The stability of emotional and behavioural disorders suggests that by early- to mid-childhood, it may be possible to predict who will continue to require clinical support through to the adolescent period. This highlights both the importance of intervention/prevention in early childhood, and the need for continued monitoring and support during adolescence, where psychiatric morbidity remains high.
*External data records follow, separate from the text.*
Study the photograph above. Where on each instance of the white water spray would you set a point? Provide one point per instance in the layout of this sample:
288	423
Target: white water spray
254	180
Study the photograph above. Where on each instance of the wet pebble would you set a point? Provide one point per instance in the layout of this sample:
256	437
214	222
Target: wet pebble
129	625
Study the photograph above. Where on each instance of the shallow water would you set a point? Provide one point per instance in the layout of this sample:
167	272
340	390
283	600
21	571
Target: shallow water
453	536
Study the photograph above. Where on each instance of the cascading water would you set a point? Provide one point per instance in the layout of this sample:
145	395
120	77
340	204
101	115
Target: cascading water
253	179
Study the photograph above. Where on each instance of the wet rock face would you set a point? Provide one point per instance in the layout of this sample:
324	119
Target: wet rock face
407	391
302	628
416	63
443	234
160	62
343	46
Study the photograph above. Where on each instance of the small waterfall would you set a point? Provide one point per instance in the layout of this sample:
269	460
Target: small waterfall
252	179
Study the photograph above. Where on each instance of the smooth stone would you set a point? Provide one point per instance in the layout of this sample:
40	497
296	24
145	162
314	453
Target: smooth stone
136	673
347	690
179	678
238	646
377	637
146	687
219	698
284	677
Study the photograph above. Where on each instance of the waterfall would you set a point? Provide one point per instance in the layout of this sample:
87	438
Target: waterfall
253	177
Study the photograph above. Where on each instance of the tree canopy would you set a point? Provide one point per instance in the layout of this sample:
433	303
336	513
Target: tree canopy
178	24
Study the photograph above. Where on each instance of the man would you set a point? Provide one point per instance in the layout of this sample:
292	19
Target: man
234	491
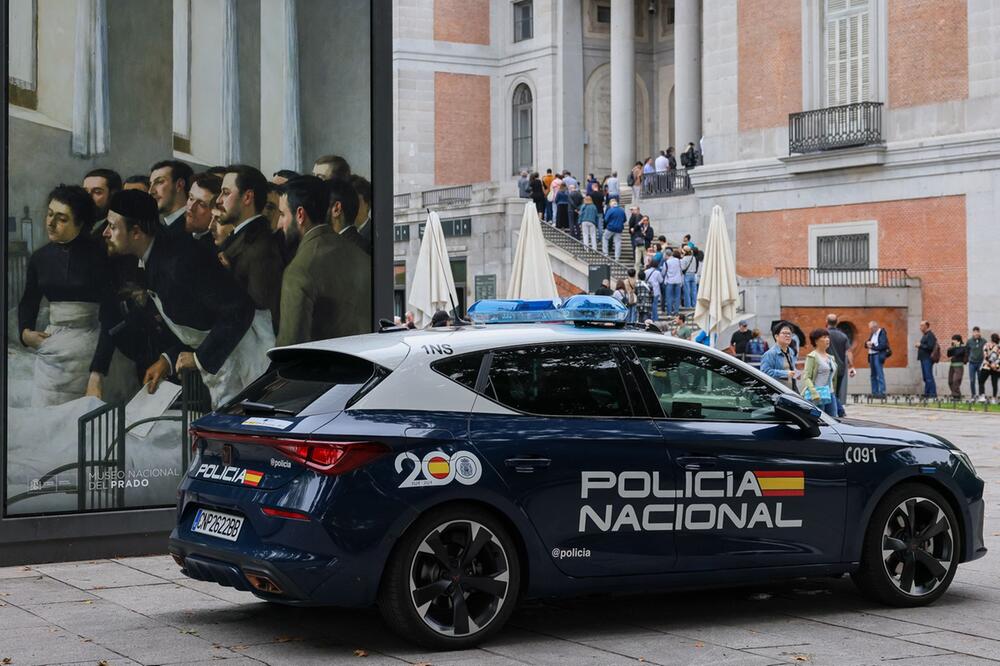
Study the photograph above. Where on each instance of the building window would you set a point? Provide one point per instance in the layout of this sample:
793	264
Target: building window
847	45
521	118
461	226
399	287
460	273
843	252
182	76
22	62
523	26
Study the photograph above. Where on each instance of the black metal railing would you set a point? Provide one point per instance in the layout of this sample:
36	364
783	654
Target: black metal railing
844	126
448	195
666	183
789	276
Strengths of the current work include use of a community-based longitudinal sample of autistic youth, detailed diagnostic assessments of psychopathology in both childhood and adolescence, and the over-sampling of females to have power to account for sex in prevalence estimates. There are several limitations that should also be considered. Whilst the sample is community-based, it was selected from two urban/sub-urban regions both in South London and, therefore, may not be representative of all autistic young people. In addition, this sample was selected from those with existing autism diagnoses and accessing clinical services. This may have inflated our prevalence estimates as access to services may be associated with higher levels of emotional and behavioural difficulties. Similarly, there is evidence to suggest that those young people who received their diagnosis of autism earlier in childhood (as was the case in this study), have a trajectory of experiencing greater mental health and behavioural difficulties compared to those diagnosed later in childhood [42]. In addition, whilst accounted for in-part by the statistical approach, the over-sampling of females may have inflated the prevalence estimates of some diagnoses more than others. However, our findings were mostly consistent with similar studies with population representative sampling and a male: female ratio more typical of the literature [2]. Finally, to maximise the clinical utility of these findings, we chose to use the most up to date diagnostic classifications at each wave switching from DSM-IV to DSM-5. It is possible this influenced our results due to changes in some diagnoses, for example, the removal and updating of several items from the OCD criteria.